Il faut dire que le chômage ne touche qu’une partie de la population alors que l’inflation, elle, est l’affaire de tous.
« Frapper fort et vite »
Jerome Powell va donc augmenter les taux directeurs. La Fed l’a déjà fait à cinq reprises depuis mars, il est vrai sans trop de succès. Mais il veut désormais « frapper fort et vite ». L’objectif est de renchérir le crédit, ce qui va pénaliser les entreprises qui seront moins enclines à investir et donc à embaucher. L’impact sera direct sur l’immobilier avec une hausse des taux d’emprunts et donc une baisse de la demande et par ricochet des constructions. Et du côté des ménages, la consommation va baisser. Mathématiquement, la croissance devrait en pâtir avec une récession parfaitement assumée par la Fed. C’est le prix à payer pour juguler l’inflation.

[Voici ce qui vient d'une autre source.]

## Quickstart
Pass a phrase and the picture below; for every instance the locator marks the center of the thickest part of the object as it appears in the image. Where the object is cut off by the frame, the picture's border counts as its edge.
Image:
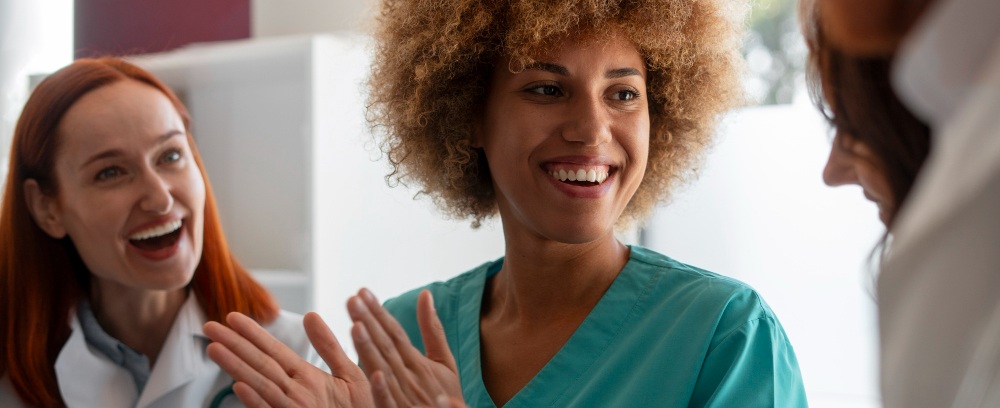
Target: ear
(44, 209)
(476, 138)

Mais c’est sans compter la pandémie et la grande démission qui a conduit des millions d’Américains à quitter leur emploi. Aujourd’hui, les entreprises ne veulent pas licencier. En cause, les difficultés de recrutement de l’après-Covid. Et quand elles réussissent à embaucher, elles gardent leurs salariés même si l’activité baisse. Et dans ces conditions, faire en sorte que le chômage augmente ne sera pas si simple.
Un choix qui ne fait pas l’unanimité aux États-Unis ?

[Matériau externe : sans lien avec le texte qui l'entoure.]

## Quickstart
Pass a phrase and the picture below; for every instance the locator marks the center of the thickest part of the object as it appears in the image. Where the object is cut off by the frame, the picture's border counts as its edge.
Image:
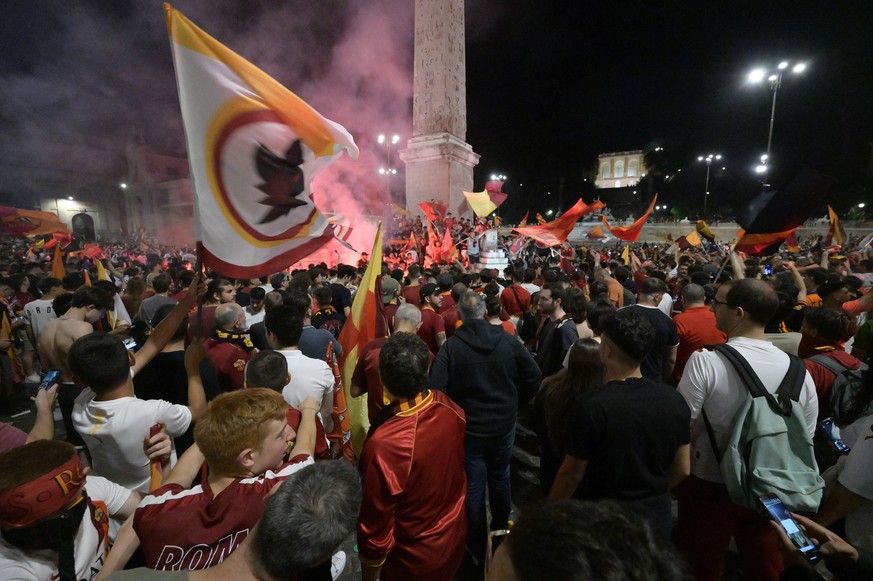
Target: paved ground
(525, 490)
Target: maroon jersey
(190, 529)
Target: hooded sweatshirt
(488, 373)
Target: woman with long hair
(553, 403)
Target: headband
(43, 496)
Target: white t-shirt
(114, 430)
(308, 377)
(855, 474)
(39, 314)
(17, 565)
(709, 378)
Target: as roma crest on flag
(254, 147)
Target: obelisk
(439, 163)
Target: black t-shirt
(628, 432)
(665, 337)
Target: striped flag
(630, 233)
(836, 233)
(363, 325)
(480, 203)
(253, 147)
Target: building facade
(620, 169)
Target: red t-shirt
(411, 294)
(695, 328)
(431, 326)
(515, 307)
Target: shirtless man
(88, 306)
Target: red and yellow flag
(253, 147)
(630, 233)
(555, 232)
(360, 328)
(480, 203)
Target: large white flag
(254, 147)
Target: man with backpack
(711, 385)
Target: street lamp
(708, 159)
(388, 171)
(775, 78)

Cette stratégie de la Fed ne fait pas l’unanimité outre-Atlantique. La secrétaire au Trésor Janet Yellen, qui avant lui a occupé le poste de Jerome Powell, estime qu’il est possible de faire baisser la forte inflation tout en maintenant un marché du travail solide. Mais à un mois des élections de mi-mandat, difficile pour elle de tenir un autre discours.

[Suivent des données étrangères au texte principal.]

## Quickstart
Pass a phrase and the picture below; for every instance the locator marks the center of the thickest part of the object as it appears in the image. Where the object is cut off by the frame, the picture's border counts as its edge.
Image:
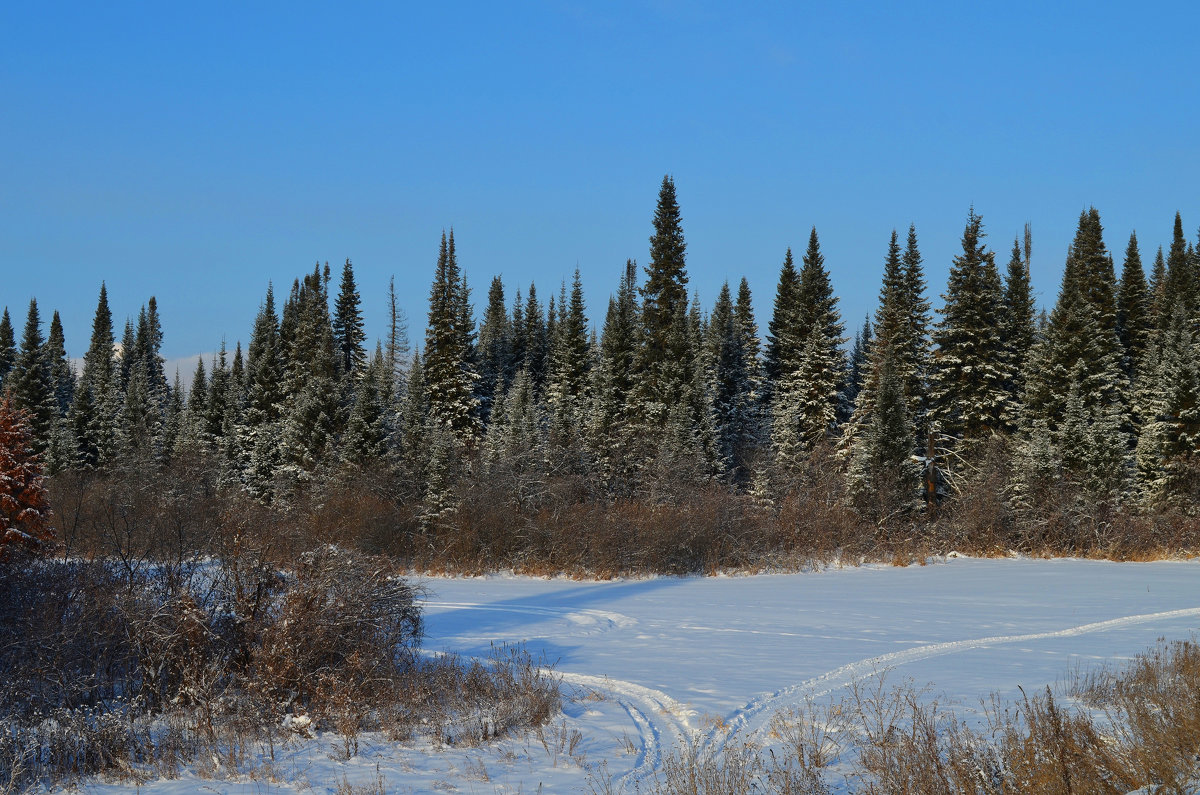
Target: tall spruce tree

Un scénario difficilement transposable dans la zone euro
Ce scénario américain est-il envisageable dans la zone euro où l’inflation a atteint 10% en septembre, un record historique ? Pas vraiment. D’abord parce que l’économie dans la zone euro est loin d’être en surchauffe comme c’est le cas aux États-Unis. L’inflation y est, en grande partie, importée, en raison de la flambée des prix de l’énergie ou de la pénurie de certains produits. Des facteurs sur lesquels la Banque centrale européenne (BCE), n’a aucun contrôle.
Sans compter que la situation est différente selon les pays. En France par exemple, on enregistre deux à trois points d’inflation de moins que dans la zone euro alors que dans les pays baltes, elle dépasse les 20%.
Et puis surtout à chaque pays sa recette pour lutter contre l’inflation. À l’image du plan de soutien massif de 200 milliards d’euros débloqué par Berlin pour faire face à la crise énergétique. Un plan vertement critiqué par Bruxelles et par plusieurs pays qui craignent des distorsions de concurrence. Or, sans coordination au niveau communautaire, on a du mal à imaginer comment lutter efficacement contre cette inflation record.